Rue des Récollets, dans e quartier ouvrier, mais riche, ils étaient heureux, choyés des familles, réalisant maints petits profits et gâtés par le clergé de la paroisse voisine. Si on les envoyait en disgrâce dans quelque trou déshérité de la banlieue, c’en était fait de leur liberté relative, de leur douce existence et de tous leurs projets d’avenir. Décidément, il fallait aviser au plus vite, parer le coup, sauver la situation. Pour son compte, Hilarion tremblait à la pensée d’être seul fait responsable de ce qui s’était passé et de se séparer d’Origène, « son cher fils ».

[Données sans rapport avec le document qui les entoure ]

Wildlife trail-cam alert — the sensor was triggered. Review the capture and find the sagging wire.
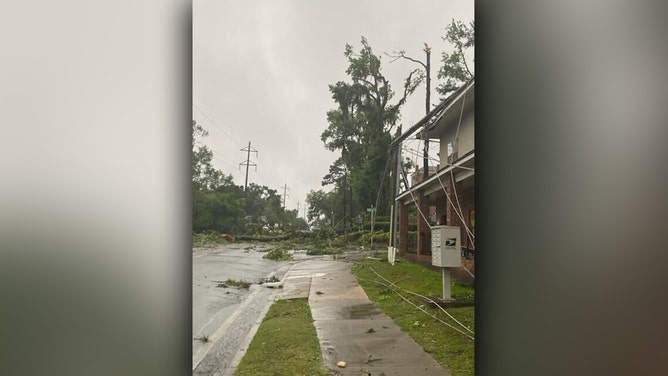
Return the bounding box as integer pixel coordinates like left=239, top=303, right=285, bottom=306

Le soir même, après une visite au curé de Saint-Laurent, il avait trouvé un biais. Il monta chez Charlot, se composant en chemin un visage sévère et menaçant. Le petit, effrayé dès les premiers mots qu’il lui adressa, promit silence et jura de répéter docilement à toutes les questions du dehors la leçon que lui fit le directeur. Il tint parole. Le vicaire étant venu le voir, il lui affirma qu’il préférerait aller n’importe où plutôt qu’à Saint-Barnabé et que sa mère avait toujours souhaité qu’il fût élevé en province. On pouvait la consulter. Le prêtre lui promit alors de le faire entrer dans une école professionnelle que son oncle, l’évêque de Saint-Dié, allait fonder dans son diocèse.

L’établissement était créé pour faire pièce à une école similaire et laïque, œuvre d’une municipalité libérale avec laquelle monseigneur était continuellement en lutte. Seulement, la ville étant un foyer d’opposition, il fallait pour frapper un grand coup avoir, le jour même de l’ouverture, deux fois plus d’élèves que la maison rivale, et les sommités catholiques du département s’étaient, dans ce but, cotisées, s’offrant à payer l’éducation de petits orphelins destinés à faire nombre.

Charlot devait profiter d’une de ces espèces de bourses. Son entrée à Saint-Barnabé devenant dès lors inutile, on le ferait partir, dans quelques jours, pour Saint-Dié, où il vivrait chez les Maristes, en attendant l’ouverture de l’école épiscopale.

Par lettre, et pour la forme, on consulta sa mère qui, heureuse d’être débarrassée de tout souci et de toute charge relativement à l’enfant et n’ayant d’ailleurs d’autre volonté que celle de son vieux protecteur le curé de Saint-Laurent, donna de grand cœur son consentement. Elle ne put trouver une heure pour quitter les cuisines de l’orphelinat de Passy et Charlot partit sans la voir.